DETAILED DESCRIPTION

(4) FIG. 1a shows a cross sectional view through a rotary flow machine providing a stationary inner housing IH which can be divided up along the rotational axis 21 in an upper inner housing half 3 and a lower inner housing half 4 which adjoin each other along a horizontal split plane 12. At a radial distance the inner housing IH is surrounded by an outer housing OH which can be also divided up along the rotational axis 21 in an upper outer housing half 1 and a lower outer housing half 2.

(5) The cross sectional view shown in FIG. 1a illustrates a cutting plane which traverses the connection mechanism CM between the inner housing IH and outer housing OH which is located at two opposite support positions P1, P2 relative to the rotational axis 21 along the split plane 12 and which is of axially limited extension so that the upper inner housing half 3 and the lower inner housing half 4 join each other directly along the split plane 12 in the remaining axial extension. The same applies to the upper outer casing half 1 and the lower outer casing half 2.

(6) For a detailed description of at least two connection mechanisms CM which are identical, it will be further referred to FIG. 1b, which shows an enlarged view of the connection mechanism CM. At the support positions P1, P2 the upper and lower inner housing halves 3, 4 each provides a recess 13a, 13b at the support position (P2 shown in FIG. 1b) which complements to a single recess 13 in a closed state of the inner housing IH. The single recess 13 has the shape of a blind hole and is open in radially direction which is illustrated by arrow 14 and formed closed against the rotor unit which is not illustrated in FIG. 1b, which however is enclosed by the upper and lower inner housing half 3, 4. In the enlarged view of FIG. 1b the inner wall sections 15 ensure that there is no access from the region of the single recess 13 to the inside of the rotor unit.

(7) For performing maintenance work on the rotary flow machine at first the upper outer casing half 1 and afterwards the upper inner casing half 3 have to be removed by lifting off each housing half separately. For preventing that the lower inner housing half 4 drops down and get in damage causing contact with the lower outer housing half 2 it is inventively proposed to provide a support means 5 for supporting the lower inner housing half 4 on the lower outer housing half 2. The support means 5 is detachably mounted for example by a bolted connection 6 in the recess of the lower inner housing half 4.

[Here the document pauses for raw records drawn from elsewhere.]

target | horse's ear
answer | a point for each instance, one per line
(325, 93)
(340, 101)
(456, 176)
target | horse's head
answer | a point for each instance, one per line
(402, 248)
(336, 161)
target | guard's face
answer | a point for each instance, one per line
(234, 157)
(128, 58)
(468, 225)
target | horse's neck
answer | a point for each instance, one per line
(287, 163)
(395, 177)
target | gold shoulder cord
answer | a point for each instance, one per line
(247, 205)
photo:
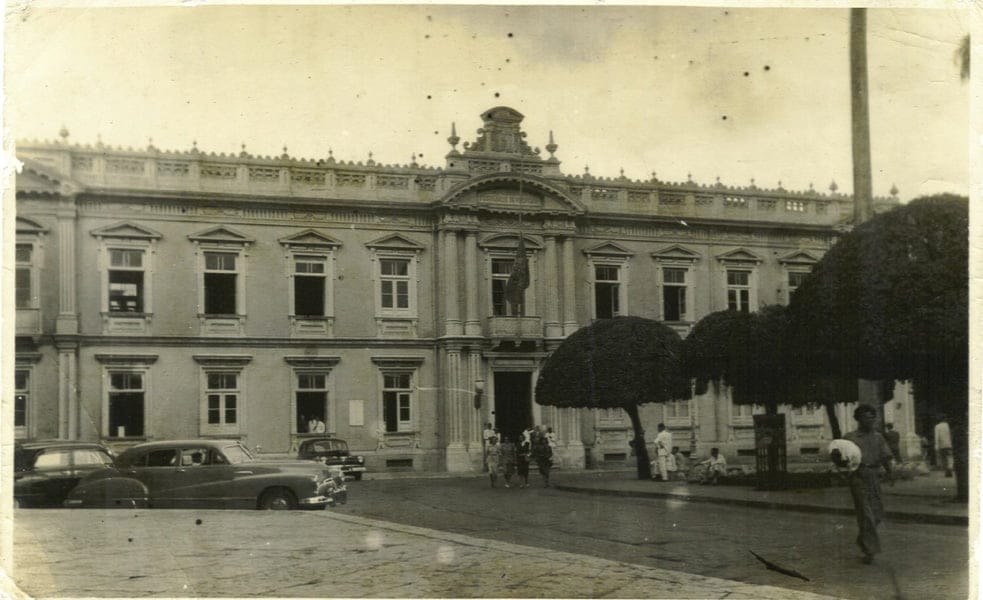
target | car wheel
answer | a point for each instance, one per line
(277, 499)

(8) The support means 5 preferably is a bar-shaped element having preferably a rectangular cross section in radial direction 14 which can be divided into a mounting section 5a which is in direct contact with the recess of the lower inner housing half 4, and a carrier section 5b which protrudes the lower inner housing half 4 radially outward and ends up in the space of a recess 9 within the upper and lower outer housing halves 1, 2 which form a so called access hole in a closed state of the outer housing OH which also enables free access from radially outside of the outer housing OH to the support means 5 as well other components inside the access hole 9 as will be described later. The access hole 9 is bordered at least in a circumferential direction which is indicated by arrow 16 by an upper periphery 17 of the upper outer housing half 1 and by a lower periphery 18 of the lower outer housing half 2. A carrier section 5b of the support means 5 extends radially outward into the space of the access hole 9 such that the carrier section 5b encloses an upper gap 19 with the periphery 17 of the upper outer housing half 1 and a lower gap 20 with the periphery 18 of the lower outer housing half 2. For centering purpose of the carrier section 5b, i.e. of the support means 5, relatively to the split plane 12 in each of the gaps 19, 20 adjustment devices 7, 8 are provided which can be inserted from outside through the axis hole 9 by radial movement only.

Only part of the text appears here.